6 Years After Gulf Oil Spill, Residents Demand ‘No More Drilling’
On March 23rd, weeks before the sixth anniversary of the BP oil spill, hundreds of protesters march into the New Orleans Superdome carrying banners reading “Keep It In the Ground,” “No More Drilling” and “No New Leases.” Hurricane Katrina made the Superdome an icon of climate destruction and government ineptitude, but on this day, the Interior Department has made it the location of a federal auction for 45 million acres in the offshore Gulf of Mexico for new oil and gas drilling.
Less than two weeks later, Louisiana Federal District Judge Carl Barbier accepted a final settlement agreement between BP, the federal government, five states and hundreds of local governments, bringing to an end the feds’ six-year case against BP and most major outstanding legal cases against the company stemming from the April 20, 2010, Macondo well blowout and the worst offshore drilling oil spill in history.

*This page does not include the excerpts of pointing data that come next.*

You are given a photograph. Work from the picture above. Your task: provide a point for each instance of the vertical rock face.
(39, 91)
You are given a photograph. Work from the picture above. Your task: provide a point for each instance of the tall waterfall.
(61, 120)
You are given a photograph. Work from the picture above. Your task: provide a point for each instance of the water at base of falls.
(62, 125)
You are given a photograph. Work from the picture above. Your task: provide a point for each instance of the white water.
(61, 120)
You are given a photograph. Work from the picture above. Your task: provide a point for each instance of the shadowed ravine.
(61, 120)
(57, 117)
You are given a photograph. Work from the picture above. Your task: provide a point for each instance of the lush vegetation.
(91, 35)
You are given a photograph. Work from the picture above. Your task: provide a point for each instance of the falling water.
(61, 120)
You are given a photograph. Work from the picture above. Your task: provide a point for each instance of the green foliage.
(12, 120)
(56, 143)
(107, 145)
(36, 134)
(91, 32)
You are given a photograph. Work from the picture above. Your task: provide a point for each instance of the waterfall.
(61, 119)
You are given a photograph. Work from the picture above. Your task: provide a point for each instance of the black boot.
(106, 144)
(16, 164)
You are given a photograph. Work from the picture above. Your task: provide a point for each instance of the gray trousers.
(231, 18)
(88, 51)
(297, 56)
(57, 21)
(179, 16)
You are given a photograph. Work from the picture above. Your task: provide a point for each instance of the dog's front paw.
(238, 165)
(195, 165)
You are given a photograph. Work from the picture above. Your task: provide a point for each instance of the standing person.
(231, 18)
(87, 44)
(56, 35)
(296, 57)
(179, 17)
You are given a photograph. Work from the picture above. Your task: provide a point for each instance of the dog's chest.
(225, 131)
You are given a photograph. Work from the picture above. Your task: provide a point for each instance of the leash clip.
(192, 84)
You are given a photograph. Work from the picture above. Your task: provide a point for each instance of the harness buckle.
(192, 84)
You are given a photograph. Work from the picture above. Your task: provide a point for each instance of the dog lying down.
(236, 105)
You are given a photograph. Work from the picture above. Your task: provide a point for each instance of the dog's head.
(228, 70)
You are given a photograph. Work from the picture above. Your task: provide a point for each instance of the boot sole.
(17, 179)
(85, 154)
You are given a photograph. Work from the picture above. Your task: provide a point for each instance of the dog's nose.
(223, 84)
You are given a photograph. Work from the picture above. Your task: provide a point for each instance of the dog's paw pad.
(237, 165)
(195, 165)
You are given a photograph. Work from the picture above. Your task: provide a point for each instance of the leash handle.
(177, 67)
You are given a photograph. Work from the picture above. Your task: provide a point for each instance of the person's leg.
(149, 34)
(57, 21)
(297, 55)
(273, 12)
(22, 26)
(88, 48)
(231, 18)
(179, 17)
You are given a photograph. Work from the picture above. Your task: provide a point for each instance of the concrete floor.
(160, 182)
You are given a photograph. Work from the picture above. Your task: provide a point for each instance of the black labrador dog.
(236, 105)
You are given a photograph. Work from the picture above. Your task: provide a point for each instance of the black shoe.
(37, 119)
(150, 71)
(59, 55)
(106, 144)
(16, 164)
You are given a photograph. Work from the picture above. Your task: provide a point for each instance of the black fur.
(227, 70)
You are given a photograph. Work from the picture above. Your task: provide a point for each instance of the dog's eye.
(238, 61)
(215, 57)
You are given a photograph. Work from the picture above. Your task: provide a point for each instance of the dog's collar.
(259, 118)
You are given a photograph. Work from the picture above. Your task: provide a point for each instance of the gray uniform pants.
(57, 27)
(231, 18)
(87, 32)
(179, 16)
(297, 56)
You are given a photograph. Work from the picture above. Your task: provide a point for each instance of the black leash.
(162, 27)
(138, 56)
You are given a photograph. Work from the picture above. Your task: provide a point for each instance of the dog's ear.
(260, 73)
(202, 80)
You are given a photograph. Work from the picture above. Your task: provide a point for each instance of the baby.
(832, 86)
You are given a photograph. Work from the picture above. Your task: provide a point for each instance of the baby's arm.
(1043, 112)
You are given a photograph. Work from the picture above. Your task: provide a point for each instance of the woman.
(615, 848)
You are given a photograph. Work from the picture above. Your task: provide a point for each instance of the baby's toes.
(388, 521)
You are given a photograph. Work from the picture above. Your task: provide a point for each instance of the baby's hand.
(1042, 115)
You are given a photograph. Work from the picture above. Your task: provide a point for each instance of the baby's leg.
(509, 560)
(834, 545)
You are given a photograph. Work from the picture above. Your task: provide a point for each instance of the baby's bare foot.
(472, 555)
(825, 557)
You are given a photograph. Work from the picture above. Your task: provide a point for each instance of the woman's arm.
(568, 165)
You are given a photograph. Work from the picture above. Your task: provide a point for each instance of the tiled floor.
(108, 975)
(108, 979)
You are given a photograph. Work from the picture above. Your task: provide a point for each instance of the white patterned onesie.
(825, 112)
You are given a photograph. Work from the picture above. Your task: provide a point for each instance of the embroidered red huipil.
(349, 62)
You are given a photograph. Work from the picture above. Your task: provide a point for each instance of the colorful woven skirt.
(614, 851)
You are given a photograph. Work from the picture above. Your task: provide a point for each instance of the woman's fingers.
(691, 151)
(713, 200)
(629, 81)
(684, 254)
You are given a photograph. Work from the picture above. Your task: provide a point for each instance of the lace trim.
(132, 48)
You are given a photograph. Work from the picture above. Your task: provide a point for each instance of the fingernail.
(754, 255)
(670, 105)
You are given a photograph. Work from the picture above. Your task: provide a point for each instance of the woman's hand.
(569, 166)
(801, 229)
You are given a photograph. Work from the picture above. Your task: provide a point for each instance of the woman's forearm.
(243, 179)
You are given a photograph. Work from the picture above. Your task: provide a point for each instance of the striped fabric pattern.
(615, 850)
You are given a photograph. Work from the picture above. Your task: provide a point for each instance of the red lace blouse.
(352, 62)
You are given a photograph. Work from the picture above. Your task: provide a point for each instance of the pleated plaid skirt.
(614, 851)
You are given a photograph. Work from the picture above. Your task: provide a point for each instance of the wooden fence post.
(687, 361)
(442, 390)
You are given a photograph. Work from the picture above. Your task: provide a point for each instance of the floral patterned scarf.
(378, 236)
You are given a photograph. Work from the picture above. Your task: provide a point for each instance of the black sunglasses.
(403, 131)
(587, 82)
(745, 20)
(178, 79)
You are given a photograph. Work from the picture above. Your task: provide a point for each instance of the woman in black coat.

At $20 billion, it is the largest environmental settlement in U.S. history, and the largest civil settlement with a single entity ever. Nonetheless, as Rolling Stone previously reported, BP got off cheaply with the deal, while decisions made as part of the legal process made offshore oil drilling more dangerous.
The final criminal case against BP and Halliburton employees stemming from the disaster was also heard this month. Federal prosecutors originally sought criminal charges, including manslaughter. In the end, all they achieved were acquittals or plea bargains for lesser offenses that resulted in no prison time for any of the five men charged (the most senior among them a BP vice president), with the final case ending in a misdemeanor charge and probation.
Industry and government have learned crucial lessons from the blowout at BP’s Macondo well, the explosion of the Deepwater Horizon rig, the deaths of 11 men and the release of millions of gallons of oil into the Gulf. Few of those lessons, however, have been acted upon. Instead, it is “business as usual” in offshore drilling, argues David Pritchard, a petroleum engineer who consults for major oil companies, including BP, Mobil, Chevron and Halliburton.
President Obama is expanding offshore oil drilling in the Gulf of Mexico, maintaining drilling in the Pacific and, as part of a newly proposed five-year plan (open to public comment until May 2nd), planning new drilling in the Arctic and even more in the Gulf. In response to overwhelming public opposition, however, the administration shelved a plan to drill in the Atlantic.
The Department of the Interior has sought to improve offshore drilling safety over the last six years, including over 500 pages of new rules released just last week. Experts warn, however, that these efforts remain woefully insufficient, particularly as companies move to even riskier deeper depths, with 86 percent of new oil production in the Gulf taking place 1,000 to nearly 5,000 feet deeper than BP was drilling the Macondo, including two projects at depths nearly twice as great.
“Are the new guidelines enough to prevent another Macondo disaster?” asks Robert Bea, a 60-year oil-industry veteran and head of the Deepwater Horizon Study Group at the Center for Catastrophic Risk Management, which contributed analysis to the National Oil Spill Commission. “No! They did not address the key factors at its roots.”